Government devotes US$2m for genetic improvement of fish in Zambia

ZAMBIA – The government through the Zambia Aquaculture Enterprise Development Project (ZAEDP) has pumped in US$2 million in fish genetic improvement to boost the fishing industry in Zambia.

According to Lusaka Times, the programme will involve research work at the National Aquaculture Research Development Centre (NARDC) with a goal to enhance the quality and quantity of fish and increase fish production and productivity.

Fisheries and Livestock Permanent Secretary David Shamulenge said NARDC will be transformed into a regional research center of Excellency for the SADC community and Africa in aquaculture production.

NARDC will also introduce the certification of fingerlings and fish products for fish farmers to access quality fingerlings and curb curtails in the fisheries sector that are causing unnecessary shortages.

A leap in fish industry

Zambia has made significant steps in boosting the fish industry by commissioning the US$10 million Aller Aqua Zambia (AAZ) Limited factory in Siavonga.

This was through a partnership between the government of Zambia and the Danish fish feed firm which produces fish feed for freshwater and saltwater aquaculture, with an aim to accelerate both growth and sustainable impact.

The family owned company with operations in Denmark, Poland, Germany, Egypt, Zambia and China is looking to address four of the seventeen UN Sustainable Development Goals (SDGs) through this initiative.

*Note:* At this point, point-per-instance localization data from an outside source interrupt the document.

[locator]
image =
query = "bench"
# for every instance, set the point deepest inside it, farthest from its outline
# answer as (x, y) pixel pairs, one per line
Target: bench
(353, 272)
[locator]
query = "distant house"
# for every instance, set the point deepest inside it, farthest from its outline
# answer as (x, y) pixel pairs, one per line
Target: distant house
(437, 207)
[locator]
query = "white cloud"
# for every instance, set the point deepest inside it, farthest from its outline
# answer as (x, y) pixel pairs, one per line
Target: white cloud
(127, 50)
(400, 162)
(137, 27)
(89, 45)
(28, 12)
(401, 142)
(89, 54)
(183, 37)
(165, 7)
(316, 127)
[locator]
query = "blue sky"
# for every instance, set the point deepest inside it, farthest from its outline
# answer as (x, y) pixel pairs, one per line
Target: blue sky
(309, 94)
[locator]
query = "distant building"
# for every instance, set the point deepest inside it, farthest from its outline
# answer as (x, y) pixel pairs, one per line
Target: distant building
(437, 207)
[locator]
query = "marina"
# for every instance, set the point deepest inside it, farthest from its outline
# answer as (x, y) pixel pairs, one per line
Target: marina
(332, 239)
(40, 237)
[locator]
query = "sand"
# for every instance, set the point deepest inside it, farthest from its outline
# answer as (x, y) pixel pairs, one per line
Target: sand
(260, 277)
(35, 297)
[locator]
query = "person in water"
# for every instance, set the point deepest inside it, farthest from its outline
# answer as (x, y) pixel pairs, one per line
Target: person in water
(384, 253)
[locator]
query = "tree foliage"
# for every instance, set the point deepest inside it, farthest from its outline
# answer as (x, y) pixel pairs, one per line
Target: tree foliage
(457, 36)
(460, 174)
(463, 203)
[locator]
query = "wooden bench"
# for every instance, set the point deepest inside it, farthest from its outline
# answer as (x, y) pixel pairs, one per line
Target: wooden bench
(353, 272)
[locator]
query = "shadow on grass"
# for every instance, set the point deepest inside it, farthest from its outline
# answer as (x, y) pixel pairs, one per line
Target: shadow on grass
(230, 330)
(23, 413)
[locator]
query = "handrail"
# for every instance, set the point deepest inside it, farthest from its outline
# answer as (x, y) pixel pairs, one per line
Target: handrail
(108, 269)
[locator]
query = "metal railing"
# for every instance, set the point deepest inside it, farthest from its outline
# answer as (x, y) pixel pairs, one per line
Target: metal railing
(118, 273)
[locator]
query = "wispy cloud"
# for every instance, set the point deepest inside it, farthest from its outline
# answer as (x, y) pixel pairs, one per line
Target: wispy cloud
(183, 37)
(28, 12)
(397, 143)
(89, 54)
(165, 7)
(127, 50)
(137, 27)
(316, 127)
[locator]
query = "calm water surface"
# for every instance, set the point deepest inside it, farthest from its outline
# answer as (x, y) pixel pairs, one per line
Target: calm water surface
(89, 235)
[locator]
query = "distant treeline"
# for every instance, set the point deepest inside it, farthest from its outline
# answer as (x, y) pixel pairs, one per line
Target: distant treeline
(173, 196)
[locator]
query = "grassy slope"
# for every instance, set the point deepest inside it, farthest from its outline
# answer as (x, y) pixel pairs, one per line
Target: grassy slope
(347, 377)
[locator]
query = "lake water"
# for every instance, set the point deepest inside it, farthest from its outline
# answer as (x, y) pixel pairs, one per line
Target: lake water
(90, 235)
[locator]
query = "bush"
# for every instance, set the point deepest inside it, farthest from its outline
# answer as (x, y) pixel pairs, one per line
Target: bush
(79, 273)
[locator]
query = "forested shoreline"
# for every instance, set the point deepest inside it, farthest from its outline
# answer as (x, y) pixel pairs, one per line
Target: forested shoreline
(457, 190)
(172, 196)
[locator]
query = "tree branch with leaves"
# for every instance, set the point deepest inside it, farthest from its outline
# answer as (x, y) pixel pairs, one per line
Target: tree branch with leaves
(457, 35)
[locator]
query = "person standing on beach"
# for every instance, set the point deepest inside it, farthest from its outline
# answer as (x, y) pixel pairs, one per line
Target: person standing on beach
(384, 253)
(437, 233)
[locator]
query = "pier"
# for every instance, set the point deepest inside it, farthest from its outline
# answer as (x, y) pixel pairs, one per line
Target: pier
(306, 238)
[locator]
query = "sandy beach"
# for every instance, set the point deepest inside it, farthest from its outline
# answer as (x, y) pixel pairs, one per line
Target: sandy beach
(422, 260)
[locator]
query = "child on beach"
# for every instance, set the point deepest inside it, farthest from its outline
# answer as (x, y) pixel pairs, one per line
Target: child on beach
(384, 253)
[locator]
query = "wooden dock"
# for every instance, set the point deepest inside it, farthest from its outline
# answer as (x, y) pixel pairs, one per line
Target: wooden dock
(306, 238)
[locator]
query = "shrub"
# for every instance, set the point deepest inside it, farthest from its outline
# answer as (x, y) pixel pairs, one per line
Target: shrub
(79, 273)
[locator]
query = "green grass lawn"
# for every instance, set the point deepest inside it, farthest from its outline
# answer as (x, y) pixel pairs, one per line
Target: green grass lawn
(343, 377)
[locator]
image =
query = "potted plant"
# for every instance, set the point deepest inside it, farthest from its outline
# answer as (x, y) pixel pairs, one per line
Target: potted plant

With 50,000 tonnes annual production capacity of fish feed, the project was geared towards bridging the national fish deficit of 180,000 tonnes.

Feed producer Skretting in July launched a new community development project to encourage Zambia’s tilapia farmers to operate more sustainably by using quality feed and fingerlings.

These are part of Zambia’s initiatives to boost the industry while breeding depleted fish in all water bodies.

Earlier this year, the Ministry of Livestock and Fisheries moved to extend the fish ban period for three more months in order to curb illegal fishing activities in the country before it was lifted.